Okay, I’ll admit it.
I’m a hypochondriac. WebMD knows me by name, and I’ve vaguely entertained the notion that I have cancer because they told me so. However, if I hadn’t looked up my symptoms on the site when I had an inflamed gallbladder, I might not have thought my condition serious enough to go to the ER. (Okay, maybe I would have because I was in a fetal position on the floor of my dorm room, crying, muttering that I didn’t want to die in said dorm room).
Let’s just say the power of the Internet is far too great for people like me.
So, when I experienced painful headaches for a a lonesome string of days, I became a little frustrated and a little too preoccupied with the Internet. I knew my sinuses were to blame, but I could not figure out why my nose sprays or allergy medicines were not working.
Inevitably, I panicked.
I had just cleaned out my nose spray with warm water, and I had taken every precaution to wait until the nozzle dried to make sure that tap-water microbial cysts did not find a home in my nose. But had I made a mistake? Was 24 hours of air drying not enough to eradicate microscopic pests? What would the headlines say? “Blogger Dies, Leaves a Life of Unfinished Writing and Awful Selfies Behind”
Cue brake screeching. With my headaches increasing in severity, the obvious reason for them did not occur to me. A lowly sinus infection had to take a backseat to brain-eating amoebas.
Commence my incessant research into the latter. Unfortunately, brains are a sometimes snack for these amoebas. In fact, when they travel into your nose through pond or lake water, they simply have to eat your brain because there is nothing else to satiate their appetite. But there’s no cure. Your symptoms will show up in 2-14 days, but after that, you’ll most certainly die. And you won’t be almost dead, like in The Princess Bride, you’ll be all dead. WebMD nonchalantly mentions that a couple of teenagers die every year because they go swimming in a pond without their nose plugs. (Oh sure, because people wear nose plugs. Right after they put on their bathing caps!)

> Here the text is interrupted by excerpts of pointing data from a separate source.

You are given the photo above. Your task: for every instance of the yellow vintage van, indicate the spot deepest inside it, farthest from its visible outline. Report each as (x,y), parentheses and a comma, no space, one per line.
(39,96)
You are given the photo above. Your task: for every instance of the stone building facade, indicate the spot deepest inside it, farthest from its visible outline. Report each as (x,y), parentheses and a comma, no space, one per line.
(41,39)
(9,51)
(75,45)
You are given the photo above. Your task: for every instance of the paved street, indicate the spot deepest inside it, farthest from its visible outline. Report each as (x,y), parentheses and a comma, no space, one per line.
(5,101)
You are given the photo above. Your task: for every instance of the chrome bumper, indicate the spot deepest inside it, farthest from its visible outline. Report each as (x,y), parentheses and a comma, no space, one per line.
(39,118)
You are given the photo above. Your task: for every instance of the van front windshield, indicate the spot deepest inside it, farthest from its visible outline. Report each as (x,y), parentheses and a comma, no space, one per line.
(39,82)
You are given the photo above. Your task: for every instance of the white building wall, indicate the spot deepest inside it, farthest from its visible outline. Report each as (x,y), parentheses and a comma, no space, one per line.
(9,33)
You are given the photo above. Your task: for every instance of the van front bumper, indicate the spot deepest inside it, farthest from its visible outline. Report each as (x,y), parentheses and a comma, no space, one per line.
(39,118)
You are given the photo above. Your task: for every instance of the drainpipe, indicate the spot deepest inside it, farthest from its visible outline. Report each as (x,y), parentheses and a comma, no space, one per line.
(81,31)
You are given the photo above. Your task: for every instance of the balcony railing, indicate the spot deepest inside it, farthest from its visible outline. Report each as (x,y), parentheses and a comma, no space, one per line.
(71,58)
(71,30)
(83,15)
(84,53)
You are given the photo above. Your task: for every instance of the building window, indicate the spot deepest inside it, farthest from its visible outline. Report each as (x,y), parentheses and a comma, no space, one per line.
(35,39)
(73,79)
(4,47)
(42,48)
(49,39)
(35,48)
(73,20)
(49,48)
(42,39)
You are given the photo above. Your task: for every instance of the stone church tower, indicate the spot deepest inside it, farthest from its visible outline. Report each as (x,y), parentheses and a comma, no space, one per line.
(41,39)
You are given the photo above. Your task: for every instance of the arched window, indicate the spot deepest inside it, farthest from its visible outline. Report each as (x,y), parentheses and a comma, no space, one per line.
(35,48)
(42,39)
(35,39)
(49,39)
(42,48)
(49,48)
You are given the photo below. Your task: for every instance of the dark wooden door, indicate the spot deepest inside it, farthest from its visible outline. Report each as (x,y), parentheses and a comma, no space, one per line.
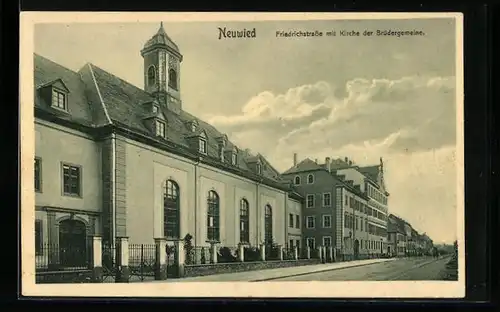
(73,243)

With this recent research nestled in my obviously decaying brain, I started to plan my funeral arrangements, deciding on the music that would crescendo into a mournful rendition of “Amazing Grace” on the bagpipes. I worried what my family would do with this blog, if they would let it fade to black. And not once did I stop to think that I might actually be brain-eating amoeba free. Not once.
The point is, we all get caught up in the moment. We all have a flair for the dramatics. We all see the forest for the trees. We all get stuck on the worst case scenario.
But I would never want to know if I was dying or not. Even if I was. (And I don’t know yet because I haven’t been to the doctor. I’ve just been self-diagnosing my sinus infection, as usual. So, let’s hope there isn’t a severe twist of irony in the next couple of days…)
But do you ever notice that we never ask psychics, mediums, or wayward strangers with crystal balls when we are going to die? We ask who we will marry, how much money we will have, if we will turn out alright. Because the knowledge of our death date doesn’t help us right now. You may have a weird realization in knowing when you will die, like in Big Fish, which might ironically give you the strength to go on. But more often than not, it’s just going to depress you. Like I said, there is no cure for the brain-eating amoeba. So, why worry about it?
In fact, live your day everyday like you have a brain-eating amoeba. Hug everyone a little tighter, smile at anyone you pass, and try to leave a legacy behind you. Because our physical selves deteriorate (or are eaten). But our kindness, advice, and passion will live on in others. And if you’re lucky, your awesome recipe for chocolate chip cookies might get passed down, too.